Quando eu era criança, o mes de ``Septiembre'' passou a chamar-se ``Setiembre''. Essa mudança pode parecer menor para um acadêmico, para um professor universitário, noentanto para a criança que eu era constituiu uma crise de grandes dimensões. O porquê daquela importância exagerada não veio de minha preocupação pelas despesas das bibliotecas das escolas para a renovação de seus textos. Ela também não veio de imaginar as corruptelas por trás daquela mudança, nem perdi o sono por ter que modificar não só a grafia de uma palavra familiar mas também a sua pronúncia. Minha crise começou, e ela ainda persiste, quando notei que, embora minha professora escrevesse sempre ``Setiembre'', meus pais continuavam datando seus cheques em ``Septiembre'' e os bancos oficiais não encontravam nenhum problema em aceitá-los. Naquele preciso momento eu comecei a sentir-me imerso em uma esquizofrenia social crônica. Minha curiosidade levou-me a estudar quais ``Septiembres'' eram aceitos: Na prova de língua... nunca. Na prova de ciências sociais... quase nunca. Na prova de matemáticas... quase sempre...

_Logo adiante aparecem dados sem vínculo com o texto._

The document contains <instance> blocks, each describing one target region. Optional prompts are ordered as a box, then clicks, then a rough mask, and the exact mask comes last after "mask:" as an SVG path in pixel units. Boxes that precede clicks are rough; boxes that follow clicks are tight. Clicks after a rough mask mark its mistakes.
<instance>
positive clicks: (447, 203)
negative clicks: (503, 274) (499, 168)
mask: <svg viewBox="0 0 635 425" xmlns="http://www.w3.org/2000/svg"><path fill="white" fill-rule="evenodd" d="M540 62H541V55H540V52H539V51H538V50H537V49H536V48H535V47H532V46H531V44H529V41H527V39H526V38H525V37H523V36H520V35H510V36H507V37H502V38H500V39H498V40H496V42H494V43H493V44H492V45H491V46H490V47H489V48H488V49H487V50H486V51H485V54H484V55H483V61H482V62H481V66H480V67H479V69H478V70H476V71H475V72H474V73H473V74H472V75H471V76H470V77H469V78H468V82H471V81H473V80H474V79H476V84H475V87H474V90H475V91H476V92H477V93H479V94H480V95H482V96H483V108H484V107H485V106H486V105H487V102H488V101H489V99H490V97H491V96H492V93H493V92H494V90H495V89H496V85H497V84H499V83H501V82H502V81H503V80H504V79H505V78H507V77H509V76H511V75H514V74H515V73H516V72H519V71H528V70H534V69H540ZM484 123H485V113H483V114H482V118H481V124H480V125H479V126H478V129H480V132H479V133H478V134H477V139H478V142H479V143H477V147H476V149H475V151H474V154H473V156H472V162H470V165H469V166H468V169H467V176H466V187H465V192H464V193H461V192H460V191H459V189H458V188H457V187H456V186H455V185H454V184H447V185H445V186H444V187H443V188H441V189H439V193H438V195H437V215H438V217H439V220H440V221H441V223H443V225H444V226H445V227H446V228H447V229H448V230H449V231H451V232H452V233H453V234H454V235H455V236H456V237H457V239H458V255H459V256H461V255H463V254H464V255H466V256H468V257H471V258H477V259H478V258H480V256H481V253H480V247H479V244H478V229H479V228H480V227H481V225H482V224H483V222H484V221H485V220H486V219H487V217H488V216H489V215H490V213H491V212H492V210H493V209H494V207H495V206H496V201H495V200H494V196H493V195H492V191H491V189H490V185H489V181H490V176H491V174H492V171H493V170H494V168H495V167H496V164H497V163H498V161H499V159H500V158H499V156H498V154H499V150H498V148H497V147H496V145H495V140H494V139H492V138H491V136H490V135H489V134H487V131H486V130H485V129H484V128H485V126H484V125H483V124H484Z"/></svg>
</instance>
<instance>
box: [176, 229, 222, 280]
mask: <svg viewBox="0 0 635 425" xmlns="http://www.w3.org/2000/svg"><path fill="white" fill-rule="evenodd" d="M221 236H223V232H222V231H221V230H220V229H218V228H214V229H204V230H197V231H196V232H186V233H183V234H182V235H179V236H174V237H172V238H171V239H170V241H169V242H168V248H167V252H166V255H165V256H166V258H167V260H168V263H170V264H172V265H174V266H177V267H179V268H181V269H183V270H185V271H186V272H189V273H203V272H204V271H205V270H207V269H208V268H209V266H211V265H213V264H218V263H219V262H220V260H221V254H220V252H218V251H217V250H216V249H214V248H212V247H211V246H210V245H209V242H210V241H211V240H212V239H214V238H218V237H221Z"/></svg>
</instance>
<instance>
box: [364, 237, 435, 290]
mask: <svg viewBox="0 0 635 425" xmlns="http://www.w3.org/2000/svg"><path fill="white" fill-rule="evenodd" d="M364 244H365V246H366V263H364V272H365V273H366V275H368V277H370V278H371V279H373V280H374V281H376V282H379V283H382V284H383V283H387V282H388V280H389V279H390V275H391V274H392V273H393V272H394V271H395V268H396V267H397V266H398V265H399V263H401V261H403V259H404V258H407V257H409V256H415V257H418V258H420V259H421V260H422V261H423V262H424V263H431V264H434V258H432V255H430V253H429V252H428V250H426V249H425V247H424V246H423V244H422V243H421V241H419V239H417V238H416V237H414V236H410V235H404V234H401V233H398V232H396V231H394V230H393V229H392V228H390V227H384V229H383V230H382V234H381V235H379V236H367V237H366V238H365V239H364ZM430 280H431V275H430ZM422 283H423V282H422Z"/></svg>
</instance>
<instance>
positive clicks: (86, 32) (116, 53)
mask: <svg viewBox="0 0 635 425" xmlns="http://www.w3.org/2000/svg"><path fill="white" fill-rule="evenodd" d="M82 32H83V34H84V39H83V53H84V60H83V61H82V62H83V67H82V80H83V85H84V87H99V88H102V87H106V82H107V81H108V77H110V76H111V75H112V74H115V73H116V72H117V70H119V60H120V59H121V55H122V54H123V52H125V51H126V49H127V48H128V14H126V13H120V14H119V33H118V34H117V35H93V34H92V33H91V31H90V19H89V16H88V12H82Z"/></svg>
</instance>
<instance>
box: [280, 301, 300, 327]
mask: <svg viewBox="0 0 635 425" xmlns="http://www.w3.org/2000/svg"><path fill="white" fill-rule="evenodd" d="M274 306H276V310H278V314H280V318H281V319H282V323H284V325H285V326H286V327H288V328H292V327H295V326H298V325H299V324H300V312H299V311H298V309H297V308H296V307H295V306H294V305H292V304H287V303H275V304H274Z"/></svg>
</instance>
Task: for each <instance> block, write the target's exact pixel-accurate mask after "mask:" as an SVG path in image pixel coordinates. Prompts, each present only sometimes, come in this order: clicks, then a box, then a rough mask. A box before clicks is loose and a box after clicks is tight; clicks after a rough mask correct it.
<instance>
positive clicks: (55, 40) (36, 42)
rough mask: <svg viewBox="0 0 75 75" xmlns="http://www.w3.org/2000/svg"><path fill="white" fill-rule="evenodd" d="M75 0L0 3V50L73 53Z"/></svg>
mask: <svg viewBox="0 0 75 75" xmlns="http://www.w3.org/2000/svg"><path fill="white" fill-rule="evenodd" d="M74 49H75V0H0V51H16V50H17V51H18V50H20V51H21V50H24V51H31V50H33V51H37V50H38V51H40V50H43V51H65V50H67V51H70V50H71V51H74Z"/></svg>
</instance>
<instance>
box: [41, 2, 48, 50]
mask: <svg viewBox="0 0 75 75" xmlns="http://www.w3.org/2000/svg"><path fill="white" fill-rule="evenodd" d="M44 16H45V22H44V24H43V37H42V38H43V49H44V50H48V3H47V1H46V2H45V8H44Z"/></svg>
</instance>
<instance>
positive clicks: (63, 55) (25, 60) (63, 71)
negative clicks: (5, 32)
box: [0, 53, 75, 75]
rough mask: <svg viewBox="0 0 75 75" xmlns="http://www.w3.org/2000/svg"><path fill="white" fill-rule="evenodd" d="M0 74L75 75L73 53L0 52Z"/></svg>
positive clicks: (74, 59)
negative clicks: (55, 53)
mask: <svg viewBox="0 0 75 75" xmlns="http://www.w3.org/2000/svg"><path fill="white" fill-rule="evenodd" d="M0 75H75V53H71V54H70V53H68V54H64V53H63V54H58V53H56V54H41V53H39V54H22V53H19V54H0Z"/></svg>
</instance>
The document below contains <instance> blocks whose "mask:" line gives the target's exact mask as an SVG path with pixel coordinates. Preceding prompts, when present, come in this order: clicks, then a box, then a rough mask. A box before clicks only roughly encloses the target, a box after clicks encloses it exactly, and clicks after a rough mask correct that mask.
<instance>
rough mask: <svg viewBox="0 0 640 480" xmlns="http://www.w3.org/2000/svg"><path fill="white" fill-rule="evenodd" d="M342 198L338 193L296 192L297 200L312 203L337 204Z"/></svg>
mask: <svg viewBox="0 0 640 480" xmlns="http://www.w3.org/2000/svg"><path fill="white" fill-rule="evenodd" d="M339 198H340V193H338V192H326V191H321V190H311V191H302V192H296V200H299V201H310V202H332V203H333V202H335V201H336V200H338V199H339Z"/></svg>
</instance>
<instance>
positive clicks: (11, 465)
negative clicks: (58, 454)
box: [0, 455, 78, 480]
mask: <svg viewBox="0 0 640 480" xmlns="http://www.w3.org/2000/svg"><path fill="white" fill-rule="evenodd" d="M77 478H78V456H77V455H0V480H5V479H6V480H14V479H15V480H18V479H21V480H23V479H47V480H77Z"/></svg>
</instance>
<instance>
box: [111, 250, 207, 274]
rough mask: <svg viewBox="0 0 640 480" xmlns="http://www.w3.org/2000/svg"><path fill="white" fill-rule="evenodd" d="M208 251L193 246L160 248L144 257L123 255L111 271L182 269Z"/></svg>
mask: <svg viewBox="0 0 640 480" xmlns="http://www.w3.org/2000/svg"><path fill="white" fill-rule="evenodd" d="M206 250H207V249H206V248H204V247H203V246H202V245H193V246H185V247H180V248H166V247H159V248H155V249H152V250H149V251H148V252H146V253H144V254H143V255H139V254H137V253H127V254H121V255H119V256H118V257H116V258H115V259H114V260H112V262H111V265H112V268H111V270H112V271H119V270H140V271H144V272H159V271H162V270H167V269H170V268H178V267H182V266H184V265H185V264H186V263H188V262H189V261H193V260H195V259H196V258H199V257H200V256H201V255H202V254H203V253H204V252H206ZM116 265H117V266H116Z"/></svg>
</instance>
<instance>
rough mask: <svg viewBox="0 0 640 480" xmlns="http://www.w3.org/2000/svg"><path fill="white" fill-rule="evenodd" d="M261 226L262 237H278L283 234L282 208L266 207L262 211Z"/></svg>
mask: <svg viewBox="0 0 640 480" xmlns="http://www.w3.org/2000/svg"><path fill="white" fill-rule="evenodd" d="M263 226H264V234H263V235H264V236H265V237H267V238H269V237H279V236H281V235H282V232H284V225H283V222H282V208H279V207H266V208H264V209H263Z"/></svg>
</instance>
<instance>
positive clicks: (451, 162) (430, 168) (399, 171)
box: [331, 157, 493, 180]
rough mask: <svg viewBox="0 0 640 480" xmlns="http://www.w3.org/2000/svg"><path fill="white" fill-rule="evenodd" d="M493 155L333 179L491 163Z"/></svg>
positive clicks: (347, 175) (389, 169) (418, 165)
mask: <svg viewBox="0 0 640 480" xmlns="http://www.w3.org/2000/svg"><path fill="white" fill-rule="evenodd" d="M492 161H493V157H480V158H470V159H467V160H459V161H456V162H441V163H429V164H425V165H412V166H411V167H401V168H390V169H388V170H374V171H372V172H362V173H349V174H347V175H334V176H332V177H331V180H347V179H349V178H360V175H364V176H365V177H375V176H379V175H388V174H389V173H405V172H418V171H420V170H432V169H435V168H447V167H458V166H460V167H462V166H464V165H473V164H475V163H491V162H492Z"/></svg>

Minha mãe, percebendo meu interesse obsessivo naquela questão, passou a escrever ``Setiembre'', mas já era tarde. Para uma criança, a língua é coisa séria. Mais séria que para um literato ou um acadêmico, sem dúvida, porque na infância a língua e o raciocínio crescem juntos como osso e carne. As crianças adoram as regras e odeiam as exceções, e sobretudo odeiam que as regras sem exceções sejam descumpridas!
Eu não sei como é ensinada a língua portuguesa nas escolas na época atual. Talvez não se fale de regras estritas, talvez a professora não coloque uma nota ruim por escrever ``baptismo'' (de fato, essa grafia é aceita pela Academia Brasileira de Letras!) ou por colocar alguns tremas a mais ou a menos. Se esse for o caso, se a política ortográfica das escolas tornou-se mais flexível nos últimos trinta anos, então o acordo pode resultar bom ou ruim, dependendo de se ele atingir seus objetivos ou não. Porém, se a principal conseqüencia do acordo vai simplesmente ser que as crianças apreendam regras supostamente rígidas que tudo mundo deveria cumprir e ninguém cumpre, então o prejuízio moral vai ser infinitamente maior do que qualquer benefício diplomático, jurídico, ou ambiental.
A modo de posdata talvez devo admitir que ainda escrevo ``Septiembre''... É mais ``chic'', não acha?